As well, tell your little one the end result if he refuses to do as you say – but because toddlers learn from actions, make sure you follow through. "If your toddler is refusing to do things you reasonably want done, make sure you remind your toddler that until he does what's been asked, you're not going to do X (which he wants to do)," Dr. Baum says. "Respectfully say, 'I know you want to do X and we'll do that as soon as we finish what I've told you we need to do first.' Again, don't give in but remain respectfully calm."

Make sure your toddler understands the connection between his refusal to listen or complete a task with the time-out or loss of an important toy or privilege – and this could be a challenge if he's getting visibly upset.
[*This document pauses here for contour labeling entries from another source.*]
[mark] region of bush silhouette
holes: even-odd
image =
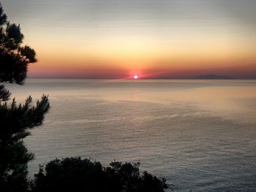
[[[31,191],[85,192],[162,192],[165,180],[144,172],[139,164],[112,162],[104,167],[89,159],[55,159],[40,166],[31,182]]]
[[[0,3],[0,191],[27,191],[27,164],[34,157],[23,145],[29,129],[41,125],[49,109],[48,96],[42,96],[36,106],[29,96],[24,104],[10,104],[6,82],[22,85],[27,66],[37,61],[36,52],[22,46],[24,36],[20,25],[7,21]]]

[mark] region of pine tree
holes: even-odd
[[[36,52],[22,46],[24,36],[20,25],[7,21],[0,3],[0,189],[1,191],[26,191],[27,164],[34,155],[23,145],[29,129],[42,124],[49,110],[47,96],[36,105],[29,96],[24,104],[8,102],[11,93],[5,83],[22,85],[28,64],[35,63]]]

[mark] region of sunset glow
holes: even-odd
[[[29,77],[118,79],[137,70],[154,74],[148,78],[256,77],[256,14],[249,4],[25,1],[2,3],[37,51]]]

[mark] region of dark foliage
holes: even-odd
[[[56,159],[40,166],[31,183],[31,191],[86,192],[161,192],[168,188],[165,179],[144,172],[139,164],[99,162],[80,158]]]
[[[21,46],[23,35],[19,25],[7,22],[0,3],[0,83],[23,84],[27,66],[34,63],[35,51]],[[24,146],[23,139],[29,135],[29,128],[39,126],[49,109],[48,98],[42,96],[33,106],[29,96],[24,104],[15,99],[7,103],[10,93],[0,85],[0,191],[26,191],[27,164],[33,158]]]

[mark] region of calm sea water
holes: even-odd
[[[256,191],[255,80],[34,80],[12,96],[49,94],[25,139],[38,164],[80,155],[140,161],[176,191]]]

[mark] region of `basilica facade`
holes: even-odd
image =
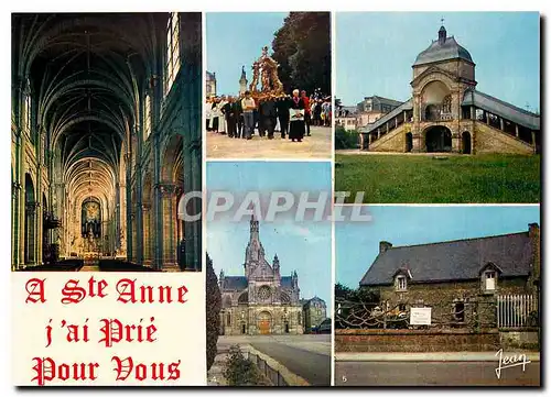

Get down on his level and look into his eyes, ensuring that he understands the consequences for his actions.

Want to respect your little one's independence while making him own up to his actions? Dr. Baum suggests asking your toddler, "What is stopping you from doing what I've just asked you to do?" Then listen to the answer and address each point your toddler makes.

Avoiding and Handling Meltdowns

Aside from clearly communicating with a little person who really wants to be heard, you may also want to take a hard look at your daily schedule. "An important thing to remember is to establish a routine," Dr. Buchalter says. "Toddlers require a fair amount of sleep, so try to establish a reasonable bedtime and naps so that your toddler doesn't become overtired and cranky. Toddlers also need proper nourishment to keep up with their active bodies, so be sure to provide him with good meals and healthy snacks throughout the day. Remember: a hungry and tired toddler equals a cranky toddler who doesn't listen."

But sometimes, despite all the rational communication, your toddler goes into meltdown. "Any parent of a toddler has experienced a temper tantrum at one time or another," Dr. Buchalter says. "The key to getting through it is to remain calm. If you get agitated, it might upset your toddler even more. Stay calm – your composure will eventually rub off on your child."